Shu Ye ’18 interviewed veteran Architecture & Design and Art History Teacher Mr. Mark Aeschliman, who has degrees in English, Fine Art, Art History, Italian Language & Literature, and Architectural History. Mr. Aeschliman has been at TASIS since 1979 and was the School's second Khan-Page Master Teacher Award recipient in 2010.
When did you start at TASIS, what classes do you teach, and what else are you involved with at TASIS?
I started my career at TASIS in January of 1979. There was an unexpected opening because two teachers left at Christmas and did not come back, and they happened to be teachers of things I was qualified to teach. I’ve been here ever since, with a couple of years away and a half-year sabbatical.
I teach Architecture & Design and Art History. I have been a part of the Senior Humanities Program in recent years as well.
Can you please describe your educational background and your career in education prior to TASIS?
I have undergraduate degrees in English, Fine Art, and Art History—a triple major from the University of Vermont. I have master’s degrees in Italian Language & Literature and Art History from Middlebury College and Syracuse University.

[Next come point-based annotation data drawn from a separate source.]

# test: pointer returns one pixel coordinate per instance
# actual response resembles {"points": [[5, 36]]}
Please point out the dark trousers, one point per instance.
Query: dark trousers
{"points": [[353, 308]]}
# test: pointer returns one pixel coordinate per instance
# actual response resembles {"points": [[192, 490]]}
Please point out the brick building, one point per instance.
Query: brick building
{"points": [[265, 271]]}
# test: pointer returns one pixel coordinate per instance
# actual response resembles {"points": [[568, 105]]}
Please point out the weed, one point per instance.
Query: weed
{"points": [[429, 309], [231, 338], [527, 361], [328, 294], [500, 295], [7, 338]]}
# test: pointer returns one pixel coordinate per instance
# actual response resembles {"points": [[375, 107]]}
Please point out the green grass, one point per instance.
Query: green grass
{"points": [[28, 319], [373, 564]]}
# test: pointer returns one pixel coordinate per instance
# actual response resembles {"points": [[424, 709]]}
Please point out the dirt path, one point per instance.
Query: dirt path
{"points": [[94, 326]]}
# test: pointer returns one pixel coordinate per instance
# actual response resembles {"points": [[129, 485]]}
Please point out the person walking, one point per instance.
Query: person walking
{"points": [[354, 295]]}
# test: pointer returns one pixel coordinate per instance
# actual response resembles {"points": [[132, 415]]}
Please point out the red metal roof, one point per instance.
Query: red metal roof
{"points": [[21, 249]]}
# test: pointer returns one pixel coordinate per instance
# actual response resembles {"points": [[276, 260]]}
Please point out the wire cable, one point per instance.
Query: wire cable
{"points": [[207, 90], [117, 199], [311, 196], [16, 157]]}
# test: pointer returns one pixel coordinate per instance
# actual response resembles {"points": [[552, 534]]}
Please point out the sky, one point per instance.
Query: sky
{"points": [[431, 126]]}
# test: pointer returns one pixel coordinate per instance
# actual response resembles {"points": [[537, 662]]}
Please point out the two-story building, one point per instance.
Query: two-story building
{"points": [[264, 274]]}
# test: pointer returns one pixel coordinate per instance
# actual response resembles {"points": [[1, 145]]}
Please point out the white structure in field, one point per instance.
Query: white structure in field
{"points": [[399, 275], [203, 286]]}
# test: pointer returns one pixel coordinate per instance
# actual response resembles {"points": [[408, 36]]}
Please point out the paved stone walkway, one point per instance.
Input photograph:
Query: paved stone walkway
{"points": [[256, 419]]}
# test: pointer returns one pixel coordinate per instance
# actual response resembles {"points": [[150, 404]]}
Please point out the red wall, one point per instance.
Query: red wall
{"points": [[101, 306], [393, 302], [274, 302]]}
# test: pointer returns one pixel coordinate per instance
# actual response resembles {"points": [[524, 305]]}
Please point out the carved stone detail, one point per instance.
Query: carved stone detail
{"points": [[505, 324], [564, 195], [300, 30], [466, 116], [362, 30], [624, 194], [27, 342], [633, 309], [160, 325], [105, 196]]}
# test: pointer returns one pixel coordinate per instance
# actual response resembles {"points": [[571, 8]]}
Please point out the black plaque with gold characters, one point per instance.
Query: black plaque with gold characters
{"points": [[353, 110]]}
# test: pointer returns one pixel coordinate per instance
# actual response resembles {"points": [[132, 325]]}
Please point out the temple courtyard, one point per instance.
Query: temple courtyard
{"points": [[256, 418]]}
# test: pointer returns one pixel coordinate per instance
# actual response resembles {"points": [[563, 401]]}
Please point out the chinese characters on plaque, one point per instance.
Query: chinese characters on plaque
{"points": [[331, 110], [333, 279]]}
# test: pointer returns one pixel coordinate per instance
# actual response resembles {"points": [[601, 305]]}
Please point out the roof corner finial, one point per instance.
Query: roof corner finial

I also have all but the dissertation from the University of Pennsylvania in Architectural History, but I went back to TASIS before finishing the Ph.D.
My career in education prior to TASIS consisted of teaching English in Naples, where I lived briefly before I came to TASIS, but I’ve been here for my entire career from the age of 24.
Can you briefly describe your teaching philosophy?
I am a great admirer of Louis Kahn, who was a great teacher of architecture. He said, “You don’t teach a class, you teach a student.” Following his guidance, I try to tailor my assignments to each of my students while at the same time basing them on the principles of the IB curriculum.
|I think my greatest strength is my ability to establish an atmosphere of trust with the students and find a way to bring the best out of them.|
I also believe that art history is the Trojan Horse without its violent aspect. Looking from the outside, it is just a wooden horse; however, inside the horse there are Greek soldiers who have powers to destroy Troy. The surface of art history is all these masterpieces and historical contexts, but if you observe from inside, there is more going on than just visual art. Arts are a great reflection of the society as a whole—its moral values, philosophy, and even politics and economy. I want my students to look into the depth of environing conditions.
What do you like most about working at TASIS?
I find TASIS to be a very stimulating environment because I’ve typically had very motivated students through the years. I get to teach things that are especially important to me and stimulate me personally. As an artist, I have had some shows of my own. Teaching these two subjects is a good feeder for my own work. I am enjoying the curriculum that I teach: AP Art History, IB Art History and Visual Art, and regular-leveled architecture. And at TASIS I have the opportunity to lead Academic Travel trips to places that are relevant to the teaching.
What would you say has been your greatest success at TASIS?
My greatest success at TASIS has been to build relationships with the students who trust me. I think my greatest strength is my ability to establish an atmosphere of trust with the students and find a way to bring the best out of them. I have had a certain amount of success with that over the years.
Is there anything you want to achieve at TASIS in 2017?
Well, we’re getting kind of late in this school year. But as time goes by, I am more and more interested in the idea of a study guide to Roman and Renaissance art and architecture. I am not going to write a book because there are plenty of books written out there. It will be a text that facilitates the course for my students, especially those who enroll in IB Art History. This course is very challenging because it involves a lot of complicated writing, so I am thinking about bringing materials together that will form a textbook or a study guide for them. I’d like to do that this year.
Could you please recommend a book you have your students read?
There is a very good book called Brunelleschi's Dome by Ross King. Next week I am going to Florence with IB students for Academic Travel, and we are actually going to climb this dome. It will be useful for my students to read this book for this trip and the course as a whole.
There are plenty of books that are very good. There is one that students should read that has to do with Ticino because I think a lot of TASIS students are not especially knowledgeable about this place we live in. It’s a really good short book by Max Frisch called Man in the Holocene. It’s the story of an old man who is losing his mind, and he is in the rainstorm here in Ticino. It is absolutely filled with information about the region we live in—the mountains, the trees, the dinosaurs, the glaciers, the Romans, and all kinds of things that are very stimulating to know because we are constantly faced with geological time. Every time you look out the window, you see those mountains, and they remind you how old the earth is, how young we people are, and what a short time we all have to live.